Le Diapason. Revue musicale de Bruxelles
Le Diapason. Revue musicale de Bruxelles was published weekly by Schott in Brussels from 21 February 1850 until 19 February 1852. It consists of three volumes containing one hundred and three issues totalling 401 pages. Outside Belgium, the journal had offices in London and Mainz where subscriptions were could be purchased. In spite of its short existence Le Diapason deserves our attention, not only because it was the first Belgian journal entirely dedicated to music, but also because it was highly praised for its critical content and reviews of contemporary works. Having correspondents in the provinces and abroad, the journal reviewed noteworthy musical events in Belgium, France, Germany, Austria, England, the United States and Russia.
Musical life in Brussels was extremely active during this period. The city was the home of three opera companies, the Théâtre Royal de la Monnaie and two Italian theatres. Each is studied in detail in the journal. Brussels also housed the country’s most eminent institutions: the Royal Music Conservatory and the Association of Musican Artists; their concerts as well receive regular attention.

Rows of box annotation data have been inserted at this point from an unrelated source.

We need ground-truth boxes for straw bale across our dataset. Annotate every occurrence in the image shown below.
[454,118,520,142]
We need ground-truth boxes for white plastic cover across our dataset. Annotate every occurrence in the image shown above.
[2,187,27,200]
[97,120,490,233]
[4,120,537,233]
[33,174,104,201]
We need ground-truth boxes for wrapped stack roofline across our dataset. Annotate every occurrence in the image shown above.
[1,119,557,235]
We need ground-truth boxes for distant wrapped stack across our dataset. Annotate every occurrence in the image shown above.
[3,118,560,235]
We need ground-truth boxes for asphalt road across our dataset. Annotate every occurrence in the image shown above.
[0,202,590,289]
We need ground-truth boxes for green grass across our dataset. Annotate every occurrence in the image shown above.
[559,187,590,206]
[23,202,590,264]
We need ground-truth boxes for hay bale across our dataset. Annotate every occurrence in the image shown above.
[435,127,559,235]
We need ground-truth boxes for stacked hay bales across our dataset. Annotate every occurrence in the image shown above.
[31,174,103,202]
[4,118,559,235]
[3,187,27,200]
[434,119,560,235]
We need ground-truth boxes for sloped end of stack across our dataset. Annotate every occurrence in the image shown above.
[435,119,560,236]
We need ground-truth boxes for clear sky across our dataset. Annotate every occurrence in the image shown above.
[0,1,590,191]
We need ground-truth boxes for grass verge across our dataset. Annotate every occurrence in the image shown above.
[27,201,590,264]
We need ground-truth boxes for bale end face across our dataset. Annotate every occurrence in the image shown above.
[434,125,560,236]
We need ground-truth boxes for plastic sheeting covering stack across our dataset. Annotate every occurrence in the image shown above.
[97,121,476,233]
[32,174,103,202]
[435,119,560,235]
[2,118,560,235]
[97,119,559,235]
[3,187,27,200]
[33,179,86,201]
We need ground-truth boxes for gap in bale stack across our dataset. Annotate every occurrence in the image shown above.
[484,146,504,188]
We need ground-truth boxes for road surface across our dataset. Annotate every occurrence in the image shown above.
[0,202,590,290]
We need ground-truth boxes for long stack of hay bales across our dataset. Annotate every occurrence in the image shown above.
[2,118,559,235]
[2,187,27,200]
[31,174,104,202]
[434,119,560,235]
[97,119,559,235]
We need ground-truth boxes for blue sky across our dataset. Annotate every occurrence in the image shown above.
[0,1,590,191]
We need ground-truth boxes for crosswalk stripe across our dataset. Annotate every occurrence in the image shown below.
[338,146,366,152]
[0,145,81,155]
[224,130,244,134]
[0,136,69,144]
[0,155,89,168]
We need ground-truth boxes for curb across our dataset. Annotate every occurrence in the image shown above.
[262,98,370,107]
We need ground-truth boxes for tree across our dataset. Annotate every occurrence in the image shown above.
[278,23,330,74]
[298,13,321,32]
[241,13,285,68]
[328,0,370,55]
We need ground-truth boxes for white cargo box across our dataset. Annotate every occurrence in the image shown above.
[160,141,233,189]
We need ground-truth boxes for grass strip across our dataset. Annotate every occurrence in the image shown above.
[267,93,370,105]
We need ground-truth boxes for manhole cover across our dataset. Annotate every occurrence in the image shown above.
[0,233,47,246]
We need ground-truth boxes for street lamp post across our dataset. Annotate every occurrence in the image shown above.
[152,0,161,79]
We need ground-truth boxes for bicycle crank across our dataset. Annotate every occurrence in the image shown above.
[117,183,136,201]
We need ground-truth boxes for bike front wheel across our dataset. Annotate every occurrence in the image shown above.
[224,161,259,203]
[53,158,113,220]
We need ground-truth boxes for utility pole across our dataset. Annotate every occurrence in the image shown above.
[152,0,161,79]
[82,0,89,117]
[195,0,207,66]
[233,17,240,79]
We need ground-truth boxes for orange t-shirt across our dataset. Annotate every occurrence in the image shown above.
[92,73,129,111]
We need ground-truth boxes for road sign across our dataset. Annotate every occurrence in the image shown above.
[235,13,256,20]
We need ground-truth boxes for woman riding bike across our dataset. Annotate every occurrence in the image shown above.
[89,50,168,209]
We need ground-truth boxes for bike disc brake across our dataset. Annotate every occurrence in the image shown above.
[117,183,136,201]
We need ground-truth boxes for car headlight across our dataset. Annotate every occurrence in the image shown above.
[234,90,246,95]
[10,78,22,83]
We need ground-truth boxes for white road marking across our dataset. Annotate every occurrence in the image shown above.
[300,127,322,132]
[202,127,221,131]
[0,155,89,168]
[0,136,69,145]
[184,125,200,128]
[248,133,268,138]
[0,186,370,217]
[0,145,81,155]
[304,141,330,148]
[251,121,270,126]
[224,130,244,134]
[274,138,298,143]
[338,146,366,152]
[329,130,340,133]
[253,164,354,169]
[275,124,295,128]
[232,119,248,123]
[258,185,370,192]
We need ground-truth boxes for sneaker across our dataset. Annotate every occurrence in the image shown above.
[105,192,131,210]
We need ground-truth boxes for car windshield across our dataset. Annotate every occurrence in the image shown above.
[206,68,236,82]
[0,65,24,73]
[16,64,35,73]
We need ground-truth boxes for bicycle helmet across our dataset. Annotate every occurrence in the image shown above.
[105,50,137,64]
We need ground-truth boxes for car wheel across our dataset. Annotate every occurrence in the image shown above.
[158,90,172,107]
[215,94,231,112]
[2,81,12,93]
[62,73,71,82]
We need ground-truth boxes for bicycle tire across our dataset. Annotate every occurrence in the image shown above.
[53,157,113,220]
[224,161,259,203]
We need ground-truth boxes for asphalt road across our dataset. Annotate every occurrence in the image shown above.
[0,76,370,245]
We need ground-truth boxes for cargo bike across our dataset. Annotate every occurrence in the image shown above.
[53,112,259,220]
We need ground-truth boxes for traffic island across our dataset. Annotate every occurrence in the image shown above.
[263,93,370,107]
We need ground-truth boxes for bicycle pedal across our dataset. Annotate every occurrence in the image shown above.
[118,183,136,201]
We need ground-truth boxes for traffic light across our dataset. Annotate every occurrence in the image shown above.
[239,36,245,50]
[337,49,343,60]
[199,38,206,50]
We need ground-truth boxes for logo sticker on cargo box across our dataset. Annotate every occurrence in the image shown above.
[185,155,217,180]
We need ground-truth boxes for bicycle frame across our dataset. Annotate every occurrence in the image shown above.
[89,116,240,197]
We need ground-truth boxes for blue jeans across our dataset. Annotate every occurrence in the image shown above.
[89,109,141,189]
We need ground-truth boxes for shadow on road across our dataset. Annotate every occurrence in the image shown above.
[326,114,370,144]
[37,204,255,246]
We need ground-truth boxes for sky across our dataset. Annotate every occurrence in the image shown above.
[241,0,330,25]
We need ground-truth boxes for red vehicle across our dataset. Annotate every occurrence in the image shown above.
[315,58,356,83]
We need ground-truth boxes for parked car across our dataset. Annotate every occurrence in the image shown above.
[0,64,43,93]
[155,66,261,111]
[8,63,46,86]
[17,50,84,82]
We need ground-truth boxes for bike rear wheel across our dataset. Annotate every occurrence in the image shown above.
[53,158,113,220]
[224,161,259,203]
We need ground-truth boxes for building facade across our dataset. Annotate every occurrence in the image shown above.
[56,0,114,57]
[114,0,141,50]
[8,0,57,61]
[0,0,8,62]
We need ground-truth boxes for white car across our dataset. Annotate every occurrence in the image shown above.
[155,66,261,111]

In the main, musical activities in other Belgian cities—the conservatories, casinos and royal theaters—are commented on in detail, whether it is the Cercle artistique de Liège, the Théâtre royal de Gand or the Ostende Casino. Besides the major cities, the bands and choral associations in small cities and villages partake in musical life and receive attention in the journal. Among news from abroad, Paris have a special importance: the Opéra, Opéra-Comique and the Théâtre-Italien, as well as the various concert societies are reviewed in detail; as is London’s rich lyrical and musical season. Belgian national pride is expressed in reviews of works by Belgian composers and the performances of Belgian soloists abroad. Thus the performances of Grisar’s Les Porcherons at the Paris Opéra-Comique are treated, as well as concerts by pianist Achille Desvignes in The Netherlands and those of Vieuxtemps at the Théâtre des Arts in Rouen.
Apart from reviews Le Diapason contains theoretical and historical articles of interest. Special attention is given to church music, and a number of articles deal with Belgian organ making, Gregorian chant and neumatic notation.Few articles are signed, however François-Joseph Fétis, the distinguished Belgian musicologist, and head of the Brussels Royal Music Conservatory Concerts signed two articles in the journal.